As noted earlier, if Bitcoin Core determines that your (1,000 block) moving window of blocks being downloaded is not progressing forward for 2 seconds then it will disconnect from the peer that's being the blocker and assign its blocks to a new peer. However, that new peer will only have 2 seconds to return the first requested block. A full block is over 8 megabits of data which means the peer needs to send it faster than 4 megabits per second. But according to Bitnodes' peer bandwidth stats, 96% of reachable IPV4 peers are slower than 4 megabits per second! So it's easy to see how your node could get stuck in a "stalled peer" loop for a minute while it desperately cycles through peers trying to find one that's faster than 4 Mbps.
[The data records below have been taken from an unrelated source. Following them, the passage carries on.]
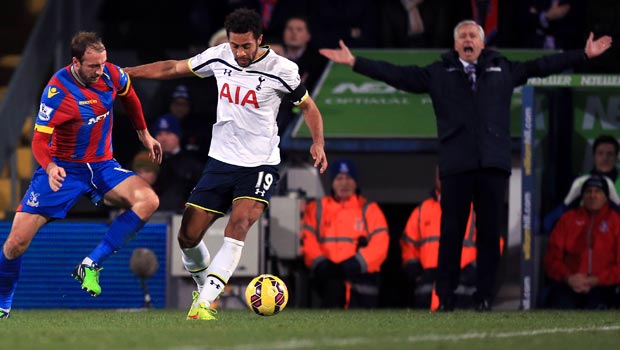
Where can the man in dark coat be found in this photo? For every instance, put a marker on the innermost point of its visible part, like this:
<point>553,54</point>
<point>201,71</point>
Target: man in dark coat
<point>471,89</point>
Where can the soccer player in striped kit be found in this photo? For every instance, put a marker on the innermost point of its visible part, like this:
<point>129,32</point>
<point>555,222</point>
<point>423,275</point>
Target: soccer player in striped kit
<point>241,171</point>
<point>72,143</point>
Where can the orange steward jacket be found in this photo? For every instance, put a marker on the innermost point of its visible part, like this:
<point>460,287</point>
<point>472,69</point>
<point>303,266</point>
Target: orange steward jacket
<point>585,243</point>
<point>333,230</point>
<point>420,241</point>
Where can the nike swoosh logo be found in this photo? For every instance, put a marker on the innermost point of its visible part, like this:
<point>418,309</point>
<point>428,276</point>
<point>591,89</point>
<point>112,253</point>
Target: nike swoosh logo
<point>52,91</point>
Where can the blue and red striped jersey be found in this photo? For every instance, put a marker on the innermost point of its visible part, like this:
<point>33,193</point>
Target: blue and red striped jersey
<point>80,117</point>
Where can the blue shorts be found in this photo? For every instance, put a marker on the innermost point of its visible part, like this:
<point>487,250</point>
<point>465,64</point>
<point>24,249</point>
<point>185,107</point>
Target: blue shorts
<point>92,179</point>
<point>222,183</point>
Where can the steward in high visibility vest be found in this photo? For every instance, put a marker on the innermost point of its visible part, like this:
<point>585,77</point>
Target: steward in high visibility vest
<point>420,250</point>
<point>344,242</point>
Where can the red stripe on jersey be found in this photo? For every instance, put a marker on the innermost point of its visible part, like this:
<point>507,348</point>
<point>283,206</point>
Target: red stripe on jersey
<point>66,123</point>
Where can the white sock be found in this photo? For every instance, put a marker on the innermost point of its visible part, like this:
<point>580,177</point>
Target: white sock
<point>222,267</point>
<point>196,260</point>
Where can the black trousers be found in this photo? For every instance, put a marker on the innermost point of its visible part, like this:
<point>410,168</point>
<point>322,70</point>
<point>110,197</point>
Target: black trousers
<point>486,188</point>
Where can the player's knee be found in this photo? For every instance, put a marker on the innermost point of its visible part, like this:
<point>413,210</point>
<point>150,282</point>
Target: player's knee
<point>241,225</point>
<point>147,202</point>
<point>13,248</point>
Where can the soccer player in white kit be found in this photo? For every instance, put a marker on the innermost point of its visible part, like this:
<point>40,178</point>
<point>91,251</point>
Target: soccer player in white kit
<point>242,168</point>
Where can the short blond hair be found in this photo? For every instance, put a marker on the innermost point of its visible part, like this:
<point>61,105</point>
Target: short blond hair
<point>465,23</point>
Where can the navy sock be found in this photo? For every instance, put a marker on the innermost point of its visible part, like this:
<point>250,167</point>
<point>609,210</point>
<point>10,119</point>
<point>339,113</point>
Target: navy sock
<point>9,274</point>
<point>122,230</point>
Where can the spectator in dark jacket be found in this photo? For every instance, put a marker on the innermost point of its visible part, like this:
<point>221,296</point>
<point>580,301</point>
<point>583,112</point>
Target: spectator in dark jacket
<point>179,171</point>
<point>471,89</point>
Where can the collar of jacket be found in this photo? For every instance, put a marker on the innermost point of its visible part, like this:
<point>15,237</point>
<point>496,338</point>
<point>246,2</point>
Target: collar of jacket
<point>451,58</point>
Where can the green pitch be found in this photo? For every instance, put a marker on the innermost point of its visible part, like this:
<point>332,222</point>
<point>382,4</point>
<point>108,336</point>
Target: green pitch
<point>302,329</point>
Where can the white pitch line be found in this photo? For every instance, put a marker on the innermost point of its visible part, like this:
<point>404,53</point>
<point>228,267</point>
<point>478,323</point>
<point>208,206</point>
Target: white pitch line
<point>317,343</point>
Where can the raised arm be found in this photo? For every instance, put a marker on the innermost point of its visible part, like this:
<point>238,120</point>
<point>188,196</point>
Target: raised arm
<point>597,47</point>
<point>161,70</point>
<point>407,78</point>
<point>342,55</point>
<point>314,121</point>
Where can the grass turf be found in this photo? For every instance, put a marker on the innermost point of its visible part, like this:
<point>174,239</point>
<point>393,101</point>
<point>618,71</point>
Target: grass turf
<point>309,329</point>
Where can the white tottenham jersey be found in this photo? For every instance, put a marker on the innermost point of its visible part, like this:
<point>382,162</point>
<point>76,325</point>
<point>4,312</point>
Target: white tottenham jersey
<point>246,132</point>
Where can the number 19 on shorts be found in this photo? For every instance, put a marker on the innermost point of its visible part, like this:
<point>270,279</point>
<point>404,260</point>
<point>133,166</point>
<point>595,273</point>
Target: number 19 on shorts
<point>263,183</point>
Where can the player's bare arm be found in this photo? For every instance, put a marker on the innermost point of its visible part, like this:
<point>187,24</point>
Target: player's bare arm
<point>151,144</point>
<point>41,152</point>
<point>312,117</point>
<point>170,69</point>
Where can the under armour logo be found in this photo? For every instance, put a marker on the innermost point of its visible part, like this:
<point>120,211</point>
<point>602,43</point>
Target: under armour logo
<point>260,81</point>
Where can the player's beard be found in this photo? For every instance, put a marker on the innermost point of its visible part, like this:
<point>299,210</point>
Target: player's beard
<point>88,80</point>
<point>247,60</point>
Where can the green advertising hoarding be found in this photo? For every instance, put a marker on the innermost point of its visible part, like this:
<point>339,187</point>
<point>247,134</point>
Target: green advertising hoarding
<point>356,107</point>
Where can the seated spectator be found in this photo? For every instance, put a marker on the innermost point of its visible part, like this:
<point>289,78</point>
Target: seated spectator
<point>420,248</point>
<point>179,171</point>
<point>145,168</point>
<point>196,129</point>
<point>344,242</point>
<point>295,40</point>
<point>605,153</point>
<point>583,254</point>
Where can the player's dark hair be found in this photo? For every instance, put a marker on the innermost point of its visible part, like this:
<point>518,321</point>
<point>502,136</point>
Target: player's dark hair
<point>606,139</point>
<point>243,20</point>
<point>85,40</point>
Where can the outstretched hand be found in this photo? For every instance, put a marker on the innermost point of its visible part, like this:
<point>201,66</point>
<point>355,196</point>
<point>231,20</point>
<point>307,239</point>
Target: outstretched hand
<point>318,154</point>
<point>341,55</point>
<point>597,47</point>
And then depending upon the speeds of the other peers from which your node is syncing, this process could repeat itself many times throughout the initial block download, causing significant aggregate delays.

In short, I think that any stall logic that uses hard coded timeouts is going to be suboptimal. Rather, a node should keep track of the actual bandwidth speeds it's seeing from each peer and if one peer is being a bottleneck, it should switch to requesting the data from a peer that it knows will serve it quickly rather than randomly switching to a new peer and hoping it will be fast enough.

Unfortunately, despite all of this analysis I still haven't really answered the question posed at the beginning of this article, because we simply don't have historical network-wide node bandwidth statistics available. This may be worth revisiting in the future to see if there's a clear trend.